Un’altra obiezione si affaccia sulle questioni trattate: sembra che nei punteggi PISA le scuole indipendenti vadano meglio delle governative dappertutto tranne che in Italia.

 

A questo proposito bisognerebbe innanzitutto informare che nelle rilevazioni OCSE sono state inserite tra le paritarie i Centri di formazione professionale, che notoriamente raccolgono gli elementi scartati dal sistema educativo, i figli di stranieri di prima generazione, gli ultimi socialmente ed economicamente. Ma soprattutto, vale la pena riflettere sul fatto che gli alti costi della scuola statale sono comparabili non ai costi medio-bassi dei “diplomifici” ma a quelli delle migliori tra le paritarie: quelle con un progetto educativo alle spalle, che magari sono nate per iniziativa di genitori e docenti (interessante fenomeno che si sta sviluppando in diversi paesi europei), che offrono standard e strutture in grado di dare ottimi risultati anche in rapporto alle statali. Dunque i soldi pagati dal contribuente per la frequenza annuale di un alunno di scuola statale potrebbero assicurare l’accesso non a paritarie di livello mediocre ma a istituti di punta, capaci di ottime prestazioni anche in PISA.

 

Detto questo andrebbe tenuto presente che gli ingenti risparmi conseguibili attraverso un’effettiva parità della società civile in campo scolastico (su questo argomento attendiamo il prossimo lavoro della professoressa Ribolzi) potrebbero essere sistematicamente reinvestiti nelle scuole statali più carenti, a beneficio dell’intero sistema. Certo occorre un cambio di paradigma che la Fondazione Agnelli sembra abbia una certa riluttanza a compiere, anche perché si colloca ancora nell’ottica dello status quo.
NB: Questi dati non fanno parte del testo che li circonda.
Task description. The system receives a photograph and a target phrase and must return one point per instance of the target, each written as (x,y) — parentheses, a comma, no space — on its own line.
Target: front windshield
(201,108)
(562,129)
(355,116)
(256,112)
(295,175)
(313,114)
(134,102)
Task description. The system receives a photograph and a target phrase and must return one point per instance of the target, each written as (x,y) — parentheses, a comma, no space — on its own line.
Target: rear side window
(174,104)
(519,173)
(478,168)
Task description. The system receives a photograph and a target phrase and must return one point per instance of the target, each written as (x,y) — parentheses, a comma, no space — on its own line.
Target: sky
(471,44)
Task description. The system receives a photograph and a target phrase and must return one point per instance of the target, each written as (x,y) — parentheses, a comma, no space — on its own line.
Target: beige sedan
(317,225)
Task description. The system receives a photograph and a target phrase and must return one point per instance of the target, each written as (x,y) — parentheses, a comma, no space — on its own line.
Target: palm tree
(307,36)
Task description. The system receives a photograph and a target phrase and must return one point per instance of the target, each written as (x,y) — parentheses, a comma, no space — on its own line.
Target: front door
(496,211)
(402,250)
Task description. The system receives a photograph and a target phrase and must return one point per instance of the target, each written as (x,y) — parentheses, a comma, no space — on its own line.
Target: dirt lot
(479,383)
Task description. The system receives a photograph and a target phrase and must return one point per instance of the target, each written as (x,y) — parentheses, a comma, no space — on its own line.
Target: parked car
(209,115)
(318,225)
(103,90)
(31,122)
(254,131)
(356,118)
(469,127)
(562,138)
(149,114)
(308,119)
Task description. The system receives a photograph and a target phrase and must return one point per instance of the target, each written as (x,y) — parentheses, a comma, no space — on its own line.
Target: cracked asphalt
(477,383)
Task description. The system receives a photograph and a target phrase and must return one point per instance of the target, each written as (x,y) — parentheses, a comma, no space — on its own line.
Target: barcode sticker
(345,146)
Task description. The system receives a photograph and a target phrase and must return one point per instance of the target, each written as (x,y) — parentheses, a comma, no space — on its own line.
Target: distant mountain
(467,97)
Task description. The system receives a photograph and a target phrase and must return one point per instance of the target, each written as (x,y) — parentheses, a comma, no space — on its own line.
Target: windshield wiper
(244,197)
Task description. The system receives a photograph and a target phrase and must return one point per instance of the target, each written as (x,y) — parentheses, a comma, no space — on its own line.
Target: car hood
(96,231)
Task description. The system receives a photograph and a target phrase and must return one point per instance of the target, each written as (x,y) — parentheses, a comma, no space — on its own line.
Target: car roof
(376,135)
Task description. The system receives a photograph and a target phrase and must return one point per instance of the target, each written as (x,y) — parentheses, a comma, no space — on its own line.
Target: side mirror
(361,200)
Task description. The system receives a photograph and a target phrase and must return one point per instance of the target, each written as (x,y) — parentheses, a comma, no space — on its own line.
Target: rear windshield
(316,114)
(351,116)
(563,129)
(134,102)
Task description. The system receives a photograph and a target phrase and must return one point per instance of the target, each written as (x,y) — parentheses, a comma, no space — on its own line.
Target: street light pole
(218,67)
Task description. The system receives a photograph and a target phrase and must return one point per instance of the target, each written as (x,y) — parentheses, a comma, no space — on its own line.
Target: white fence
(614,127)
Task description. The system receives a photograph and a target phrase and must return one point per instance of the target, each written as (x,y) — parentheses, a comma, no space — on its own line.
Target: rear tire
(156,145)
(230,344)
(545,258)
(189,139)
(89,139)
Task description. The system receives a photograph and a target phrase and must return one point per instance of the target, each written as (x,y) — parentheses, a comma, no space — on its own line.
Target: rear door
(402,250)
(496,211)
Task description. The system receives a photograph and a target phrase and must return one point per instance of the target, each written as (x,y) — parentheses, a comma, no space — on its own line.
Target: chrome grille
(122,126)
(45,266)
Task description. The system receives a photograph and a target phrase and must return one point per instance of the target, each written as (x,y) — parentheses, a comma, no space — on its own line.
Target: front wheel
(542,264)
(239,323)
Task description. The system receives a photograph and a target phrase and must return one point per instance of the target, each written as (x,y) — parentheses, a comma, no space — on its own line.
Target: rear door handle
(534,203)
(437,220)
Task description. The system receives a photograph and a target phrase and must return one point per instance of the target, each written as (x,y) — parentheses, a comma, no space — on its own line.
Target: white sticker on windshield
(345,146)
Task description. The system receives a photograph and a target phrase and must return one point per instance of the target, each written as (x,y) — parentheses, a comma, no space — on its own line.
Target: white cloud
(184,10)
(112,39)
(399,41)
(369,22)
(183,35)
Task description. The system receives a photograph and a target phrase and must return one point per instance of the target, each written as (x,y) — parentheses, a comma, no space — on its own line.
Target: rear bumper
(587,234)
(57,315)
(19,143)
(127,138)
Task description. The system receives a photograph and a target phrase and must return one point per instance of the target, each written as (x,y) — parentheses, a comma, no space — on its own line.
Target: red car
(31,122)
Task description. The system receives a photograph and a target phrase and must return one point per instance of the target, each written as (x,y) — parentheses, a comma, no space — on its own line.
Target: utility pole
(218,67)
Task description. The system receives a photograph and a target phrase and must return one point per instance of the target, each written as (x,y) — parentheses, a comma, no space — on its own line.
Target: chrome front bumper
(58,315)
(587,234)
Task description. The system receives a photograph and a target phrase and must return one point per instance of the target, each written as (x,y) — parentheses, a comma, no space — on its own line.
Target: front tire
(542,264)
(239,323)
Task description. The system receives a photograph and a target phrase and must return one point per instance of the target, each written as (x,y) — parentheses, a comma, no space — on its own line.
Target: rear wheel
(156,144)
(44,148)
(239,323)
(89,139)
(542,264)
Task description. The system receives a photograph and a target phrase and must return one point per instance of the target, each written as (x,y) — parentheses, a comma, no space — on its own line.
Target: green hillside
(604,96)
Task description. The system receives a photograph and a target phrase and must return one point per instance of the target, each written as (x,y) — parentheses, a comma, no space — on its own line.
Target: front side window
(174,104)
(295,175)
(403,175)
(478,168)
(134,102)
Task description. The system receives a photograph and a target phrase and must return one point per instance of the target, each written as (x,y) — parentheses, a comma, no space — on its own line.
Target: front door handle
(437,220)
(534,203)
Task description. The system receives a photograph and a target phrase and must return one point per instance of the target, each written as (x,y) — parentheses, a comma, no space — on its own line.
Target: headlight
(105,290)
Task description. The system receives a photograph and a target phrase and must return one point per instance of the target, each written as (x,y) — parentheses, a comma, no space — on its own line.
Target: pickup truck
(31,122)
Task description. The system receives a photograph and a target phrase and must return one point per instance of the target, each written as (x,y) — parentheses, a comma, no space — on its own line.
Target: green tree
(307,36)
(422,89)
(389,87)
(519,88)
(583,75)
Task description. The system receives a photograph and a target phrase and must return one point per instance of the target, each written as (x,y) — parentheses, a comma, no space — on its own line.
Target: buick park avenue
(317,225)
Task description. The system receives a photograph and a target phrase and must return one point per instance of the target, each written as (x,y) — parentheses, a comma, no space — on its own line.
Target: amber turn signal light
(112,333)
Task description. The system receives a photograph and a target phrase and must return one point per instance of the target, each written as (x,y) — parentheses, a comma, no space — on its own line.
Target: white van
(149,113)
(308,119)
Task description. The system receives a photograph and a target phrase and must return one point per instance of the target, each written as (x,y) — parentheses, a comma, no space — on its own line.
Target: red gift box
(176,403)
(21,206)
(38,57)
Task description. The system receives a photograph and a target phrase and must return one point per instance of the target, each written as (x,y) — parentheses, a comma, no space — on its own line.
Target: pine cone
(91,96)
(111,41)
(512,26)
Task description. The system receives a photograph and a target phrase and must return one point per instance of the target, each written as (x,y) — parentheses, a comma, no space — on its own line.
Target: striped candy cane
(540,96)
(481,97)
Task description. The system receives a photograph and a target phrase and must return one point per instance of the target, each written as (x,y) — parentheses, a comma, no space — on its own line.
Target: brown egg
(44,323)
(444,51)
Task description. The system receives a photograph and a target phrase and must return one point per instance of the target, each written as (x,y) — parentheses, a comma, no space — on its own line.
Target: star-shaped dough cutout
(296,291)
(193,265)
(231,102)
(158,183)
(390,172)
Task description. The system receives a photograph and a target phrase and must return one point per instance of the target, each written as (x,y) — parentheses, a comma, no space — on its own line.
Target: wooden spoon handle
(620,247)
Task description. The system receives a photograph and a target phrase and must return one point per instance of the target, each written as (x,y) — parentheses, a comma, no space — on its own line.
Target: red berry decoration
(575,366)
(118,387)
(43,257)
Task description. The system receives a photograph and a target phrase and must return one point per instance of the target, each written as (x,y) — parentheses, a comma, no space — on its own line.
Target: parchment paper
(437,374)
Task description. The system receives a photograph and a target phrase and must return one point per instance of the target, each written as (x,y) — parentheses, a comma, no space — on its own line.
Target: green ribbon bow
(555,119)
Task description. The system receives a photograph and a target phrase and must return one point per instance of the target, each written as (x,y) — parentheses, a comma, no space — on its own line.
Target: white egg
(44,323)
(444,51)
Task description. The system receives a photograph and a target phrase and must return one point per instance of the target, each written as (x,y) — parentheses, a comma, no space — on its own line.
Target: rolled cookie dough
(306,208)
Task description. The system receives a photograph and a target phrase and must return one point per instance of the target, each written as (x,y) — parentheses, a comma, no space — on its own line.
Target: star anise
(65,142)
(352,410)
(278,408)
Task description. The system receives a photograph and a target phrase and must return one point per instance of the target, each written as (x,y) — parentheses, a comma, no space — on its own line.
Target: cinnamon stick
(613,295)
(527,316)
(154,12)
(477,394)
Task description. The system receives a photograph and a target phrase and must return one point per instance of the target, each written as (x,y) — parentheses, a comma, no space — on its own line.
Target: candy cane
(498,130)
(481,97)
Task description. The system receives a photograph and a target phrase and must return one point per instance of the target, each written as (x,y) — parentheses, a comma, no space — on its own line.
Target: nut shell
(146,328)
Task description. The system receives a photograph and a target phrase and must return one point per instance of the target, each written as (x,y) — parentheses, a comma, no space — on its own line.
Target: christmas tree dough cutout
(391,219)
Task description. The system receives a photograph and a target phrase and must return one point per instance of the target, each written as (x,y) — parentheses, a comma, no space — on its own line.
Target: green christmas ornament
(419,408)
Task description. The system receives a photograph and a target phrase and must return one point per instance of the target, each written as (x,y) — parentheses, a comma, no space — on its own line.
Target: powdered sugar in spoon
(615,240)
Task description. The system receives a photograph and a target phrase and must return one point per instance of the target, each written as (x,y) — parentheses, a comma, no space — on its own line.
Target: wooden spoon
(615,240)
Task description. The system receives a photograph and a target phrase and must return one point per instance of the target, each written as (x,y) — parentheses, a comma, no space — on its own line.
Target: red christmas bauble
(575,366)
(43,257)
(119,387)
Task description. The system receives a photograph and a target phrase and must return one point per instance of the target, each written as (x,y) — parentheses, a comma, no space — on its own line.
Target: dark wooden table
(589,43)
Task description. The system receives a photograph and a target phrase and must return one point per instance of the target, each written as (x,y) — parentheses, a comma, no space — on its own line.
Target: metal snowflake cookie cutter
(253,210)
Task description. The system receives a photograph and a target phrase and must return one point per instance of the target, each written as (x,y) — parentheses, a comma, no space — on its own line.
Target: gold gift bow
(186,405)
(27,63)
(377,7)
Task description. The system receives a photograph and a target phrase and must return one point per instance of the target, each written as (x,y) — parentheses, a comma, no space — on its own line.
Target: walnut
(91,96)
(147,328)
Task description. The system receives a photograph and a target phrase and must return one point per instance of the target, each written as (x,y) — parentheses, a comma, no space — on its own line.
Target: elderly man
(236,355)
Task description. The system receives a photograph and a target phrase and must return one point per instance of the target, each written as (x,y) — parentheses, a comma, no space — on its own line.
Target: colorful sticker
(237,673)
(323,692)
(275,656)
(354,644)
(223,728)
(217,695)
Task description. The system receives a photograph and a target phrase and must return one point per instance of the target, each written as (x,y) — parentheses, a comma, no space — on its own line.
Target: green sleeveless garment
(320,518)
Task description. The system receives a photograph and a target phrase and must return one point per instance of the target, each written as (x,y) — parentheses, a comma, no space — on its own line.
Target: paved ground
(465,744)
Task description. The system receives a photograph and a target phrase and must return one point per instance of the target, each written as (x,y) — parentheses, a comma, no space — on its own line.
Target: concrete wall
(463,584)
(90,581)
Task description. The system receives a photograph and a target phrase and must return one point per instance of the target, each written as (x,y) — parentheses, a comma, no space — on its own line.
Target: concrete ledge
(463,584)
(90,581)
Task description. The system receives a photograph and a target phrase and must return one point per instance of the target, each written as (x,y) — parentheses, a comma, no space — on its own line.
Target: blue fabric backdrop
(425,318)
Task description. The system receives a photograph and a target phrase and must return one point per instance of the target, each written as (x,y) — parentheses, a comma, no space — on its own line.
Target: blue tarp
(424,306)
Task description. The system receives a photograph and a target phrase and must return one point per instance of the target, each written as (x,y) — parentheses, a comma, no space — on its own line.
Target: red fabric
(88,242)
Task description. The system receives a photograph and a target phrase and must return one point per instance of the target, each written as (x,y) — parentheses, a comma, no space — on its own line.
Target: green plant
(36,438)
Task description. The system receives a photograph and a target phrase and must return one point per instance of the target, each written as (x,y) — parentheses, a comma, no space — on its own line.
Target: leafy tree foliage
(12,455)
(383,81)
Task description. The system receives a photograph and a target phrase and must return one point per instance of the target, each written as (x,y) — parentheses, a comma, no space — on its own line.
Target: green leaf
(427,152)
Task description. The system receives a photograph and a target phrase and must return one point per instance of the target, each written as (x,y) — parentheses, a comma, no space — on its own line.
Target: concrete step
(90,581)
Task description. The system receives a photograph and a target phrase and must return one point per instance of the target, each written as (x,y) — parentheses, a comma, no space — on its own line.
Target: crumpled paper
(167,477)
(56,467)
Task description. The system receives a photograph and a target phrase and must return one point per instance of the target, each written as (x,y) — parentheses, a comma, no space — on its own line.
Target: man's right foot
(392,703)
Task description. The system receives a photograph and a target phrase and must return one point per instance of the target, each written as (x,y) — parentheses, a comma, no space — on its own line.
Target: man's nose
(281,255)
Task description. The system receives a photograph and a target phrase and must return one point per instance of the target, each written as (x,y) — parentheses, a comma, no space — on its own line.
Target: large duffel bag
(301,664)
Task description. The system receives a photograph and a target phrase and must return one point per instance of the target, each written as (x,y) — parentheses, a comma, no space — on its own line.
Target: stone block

Pertanto, il principale sforzo dovrebbe essere non appellarsi ad un’improbabile neutralità statistica per collocare, invece, esplicitamente il proprio punto di vista scientifico rispetto agli scenari e alle ipotesi di soluzione delle difficoltà. A nostro avviso, anche riconsiderando le preclusioni ideologiche verso una società civile che non può più essere vista come un pericoloso concorrente ma, semmai, come un valido partner per risolvere insieme, in regime di utile e reale concorrenza i problemi (grossi!) sul campo.